CSS Frameworks Vs Custom CSS [An Overview]
Frameworks have definitely changed a lot about the web development process. Pure hard-coding of CSS always gets the job done, but there came the need for speed and uniformity. This need was the foundation for the birth of CSS frameworks. The need to develop web pages quickly, and ensure consistent designs and layout was key.
The focus of this article is to help New developers be able to make an informed choice on when to use a Framework or build from scratch.
In my experience and with my interaction with newbies who are new to it, a ton of question always comes up. One of the very common ones if deciding whether or not to use a CSS Framework on a project and I hope to provide and answer.
What is a Framework?
A Framework is a standard set of rules and methods for handling similar types of problems
The major goal of Frameworks is to ensure that there is no reinventing the wheel.
So, what is a CSS Framework?
A CSS framework is a library or tool-set of predefined CSS classes that can be used to create web pages. It was easy to see that there are many common features and components across websites. The major idea about frameworks is to ensure that there is no reinventing the wheel.
This way, developers do not have to start hard coding every bit of CSS code from scratch. Developers can go right into building the unique features of their websites or applications.
Also key is the fact that design styles are easier to agree on. In a team of developers, it is easy to set basic guidelines to ensure pages look identical with the use of a Framework
Some of the popular CSS frameworks new developers should be aware of are:
- Material UI
- Semantic UI
Frameworks are developed regularly by people who are of the opinion that the already created frameworks do not meet their needs well enough
From my little experience, I would say that 3 factors can be used to determine if a Framework is good.
- Speed of development
- Uniformity of design and layout
- Ease of code management
The Frameworks listed earlier meets the requirements for most developers, that is why they are popular.

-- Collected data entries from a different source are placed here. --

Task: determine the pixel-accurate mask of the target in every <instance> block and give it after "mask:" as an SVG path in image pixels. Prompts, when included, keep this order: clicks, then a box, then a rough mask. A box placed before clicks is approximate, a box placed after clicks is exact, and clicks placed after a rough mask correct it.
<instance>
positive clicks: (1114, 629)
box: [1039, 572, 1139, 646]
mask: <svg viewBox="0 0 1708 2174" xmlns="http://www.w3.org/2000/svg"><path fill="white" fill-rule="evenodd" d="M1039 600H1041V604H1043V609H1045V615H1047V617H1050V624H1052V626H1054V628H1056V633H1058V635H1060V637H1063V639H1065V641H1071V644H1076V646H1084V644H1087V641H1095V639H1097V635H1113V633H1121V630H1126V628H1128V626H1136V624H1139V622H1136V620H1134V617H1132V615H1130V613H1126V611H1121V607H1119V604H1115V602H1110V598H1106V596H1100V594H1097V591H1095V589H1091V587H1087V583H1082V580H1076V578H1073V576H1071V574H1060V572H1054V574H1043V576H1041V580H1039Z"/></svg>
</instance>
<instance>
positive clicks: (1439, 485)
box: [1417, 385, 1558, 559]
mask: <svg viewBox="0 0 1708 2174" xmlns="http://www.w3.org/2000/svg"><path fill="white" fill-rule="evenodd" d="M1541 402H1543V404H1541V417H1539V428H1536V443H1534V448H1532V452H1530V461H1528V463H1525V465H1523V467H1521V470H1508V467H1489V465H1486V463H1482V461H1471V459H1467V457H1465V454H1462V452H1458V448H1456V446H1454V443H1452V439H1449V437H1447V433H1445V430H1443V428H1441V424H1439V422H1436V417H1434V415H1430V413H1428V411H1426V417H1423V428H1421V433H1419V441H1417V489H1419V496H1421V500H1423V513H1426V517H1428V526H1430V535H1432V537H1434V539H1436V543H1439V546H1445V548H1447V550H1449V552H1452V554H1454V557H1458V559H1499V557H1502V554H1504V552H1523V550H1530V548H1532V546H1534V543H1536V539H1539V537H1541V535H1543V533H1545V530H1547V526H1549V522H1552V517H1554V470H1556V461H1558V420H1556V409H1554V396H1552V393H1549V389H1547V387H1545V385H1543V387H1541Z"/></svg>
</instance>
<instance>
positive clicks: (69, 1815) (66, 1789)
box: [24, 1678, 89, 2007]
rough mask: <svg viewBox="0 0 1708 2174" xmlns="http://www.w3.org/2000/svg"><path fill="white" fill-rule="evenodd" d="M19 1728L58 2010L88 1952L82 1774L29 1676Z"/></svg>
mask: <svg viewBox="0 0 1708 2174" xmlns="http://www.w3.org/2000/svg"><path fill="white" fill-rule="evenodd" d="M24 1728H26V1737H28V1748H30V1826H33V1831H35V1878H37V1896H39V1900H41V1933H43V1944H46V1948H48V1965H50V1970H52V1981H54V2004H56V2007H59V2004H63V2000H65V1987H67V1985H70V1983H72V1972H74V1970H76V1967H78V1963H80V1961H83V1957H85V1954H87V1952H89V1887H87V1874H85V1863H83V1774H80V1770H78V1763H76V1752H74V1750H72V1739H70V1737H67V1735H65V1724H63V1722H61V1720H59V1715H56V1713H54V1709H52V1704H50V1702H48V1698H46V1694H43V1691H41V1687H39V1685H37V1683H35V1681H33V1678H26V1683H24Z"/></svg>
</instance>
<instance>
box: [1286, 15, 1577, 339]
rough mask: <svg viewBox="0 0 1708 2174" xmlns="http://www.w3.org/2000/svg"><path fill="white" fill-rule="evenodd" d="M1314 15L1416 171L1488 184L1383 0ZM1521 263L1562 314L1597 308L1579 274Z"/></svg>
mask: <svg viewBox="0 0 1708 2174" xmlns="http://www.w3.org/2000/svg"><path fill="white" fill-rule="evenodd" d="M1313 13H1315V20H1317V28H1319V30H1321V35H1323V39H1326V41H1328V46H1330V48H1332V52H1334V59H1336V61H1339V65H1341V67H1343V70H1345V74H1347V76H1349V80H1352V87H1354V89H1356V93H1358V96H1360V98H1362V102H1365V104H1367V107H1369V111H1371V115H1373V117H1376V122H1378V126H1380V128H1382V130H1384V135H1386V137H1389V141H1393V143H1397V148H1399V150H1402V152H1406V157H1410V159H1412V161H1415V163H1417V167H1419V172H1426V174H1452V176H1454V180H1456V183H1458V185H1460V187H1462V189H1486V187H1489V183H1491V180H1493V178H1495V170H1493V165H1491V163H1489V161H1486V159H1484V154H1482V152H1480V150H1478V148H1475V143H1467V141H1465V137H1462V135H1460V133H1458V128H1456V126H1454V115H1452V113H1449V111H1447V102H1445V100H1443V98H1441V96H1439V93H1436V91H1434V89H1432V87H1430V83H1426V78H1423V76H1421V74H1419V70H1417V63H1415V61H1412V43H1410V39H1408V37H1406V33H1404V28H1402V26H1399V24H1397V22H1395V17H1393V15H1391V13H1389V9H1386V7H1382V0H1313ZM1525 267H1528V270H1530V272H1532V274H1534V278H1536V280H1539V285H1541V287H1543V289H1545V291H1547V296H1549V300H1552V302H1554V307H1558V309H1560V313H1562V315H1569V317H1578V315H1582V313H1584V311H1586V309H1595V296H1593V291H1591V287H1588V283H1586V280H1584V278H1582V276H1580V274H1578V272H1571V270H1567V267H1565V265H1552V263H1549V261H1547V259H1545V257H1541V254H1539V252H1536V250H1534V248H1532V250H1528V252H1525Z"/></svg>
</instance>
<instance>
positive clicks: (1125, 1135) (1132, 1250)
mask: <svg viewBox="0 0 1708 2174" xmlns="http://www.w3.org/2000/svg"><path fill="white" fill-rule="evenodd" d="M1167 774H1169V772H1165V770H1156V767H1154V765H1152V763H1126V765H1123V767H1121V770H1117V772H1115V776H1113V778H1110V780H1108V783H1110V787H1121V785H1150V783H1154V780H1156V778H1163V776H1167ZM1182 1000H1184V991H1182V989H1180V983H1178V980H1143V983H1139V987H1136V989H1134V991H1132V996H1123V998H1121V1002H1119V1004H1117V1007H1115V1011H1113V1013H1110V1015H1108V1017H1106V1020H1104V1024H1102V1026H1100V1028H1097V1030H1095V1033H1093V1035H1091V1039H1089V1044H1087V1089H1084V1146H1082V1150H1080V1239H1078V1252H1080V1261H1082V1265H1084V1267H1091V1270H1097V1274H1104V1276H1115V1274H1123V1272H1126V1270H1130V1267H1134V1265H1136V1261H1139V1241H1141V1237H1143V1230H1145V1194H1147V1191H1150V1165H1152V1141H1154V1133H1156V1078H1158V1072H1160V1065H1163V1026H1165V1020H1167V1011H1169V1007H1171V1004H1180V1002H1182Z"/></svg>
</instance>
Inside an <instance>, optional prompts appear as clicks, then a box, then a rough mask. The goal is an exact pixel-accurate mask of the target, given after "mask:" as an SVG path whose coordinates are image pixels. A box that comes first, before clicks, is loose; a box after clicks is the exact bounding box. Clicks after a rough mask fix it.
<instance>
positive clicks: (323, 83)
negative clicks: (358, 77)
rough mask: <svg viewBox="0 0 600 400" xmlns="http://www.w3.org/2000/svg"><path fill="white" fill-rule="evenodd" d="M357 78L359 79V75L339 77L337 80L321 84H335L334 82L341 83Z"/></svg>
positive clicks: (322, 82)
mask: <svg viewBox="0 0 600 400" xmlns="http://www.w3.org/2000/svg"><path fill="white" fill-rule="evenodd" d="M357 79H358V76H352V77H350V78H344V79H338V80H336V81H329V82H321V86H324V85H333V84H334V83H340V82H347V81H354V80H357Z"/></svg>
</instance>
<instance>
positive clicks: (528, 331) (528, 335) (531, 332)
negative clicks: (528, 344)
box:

The goal of every Framework created is to make web development processes easier but that is not always the case. The responsibility lies on the developer to know when to use Frameworks or to go the plain way.
Answering that question is not always going to be straightforward. To do that, I will give a couple of scenarios to better explain how every project is unique and should be treated as such.
So, answering the questions of :
- Does it make development faster?
- Does it help to ensure uniformity in web pages?
- Does it help to make code more manageable?
To make the choice, you should have a priority of what is most important for the project. So making the choice would be about finding out which of the approaches takes the majority of points.
A table like the one shown above will make it easier to make that choice.
I will give sample scenarios and tick the appropriate metric for each scenario.
An informational website is to be developed really quickly and without any unique features. The straight forward answer will be to use a Framework.
A very large website is to be created with many pages that having the same design theme. Another requirement is that the page should be easy to manage and make site-wide changes to.
The answer in this case will be to use a Framework.
A new website to be developed has a lot of unique features in terms of layout and design.
This might be a little trickier to answer. This leads to a second question, will it be easier to modify an existing Framework or to build from scratch.
If it is easier to modify you can go with a Framework and if not, otherwise.
In conclusion, Frameworks are tools that can be really beneficial if used rightly and can be a brick wall if used wrongly. Ensure to evaluate every project and what you envision for the development process before making the choice.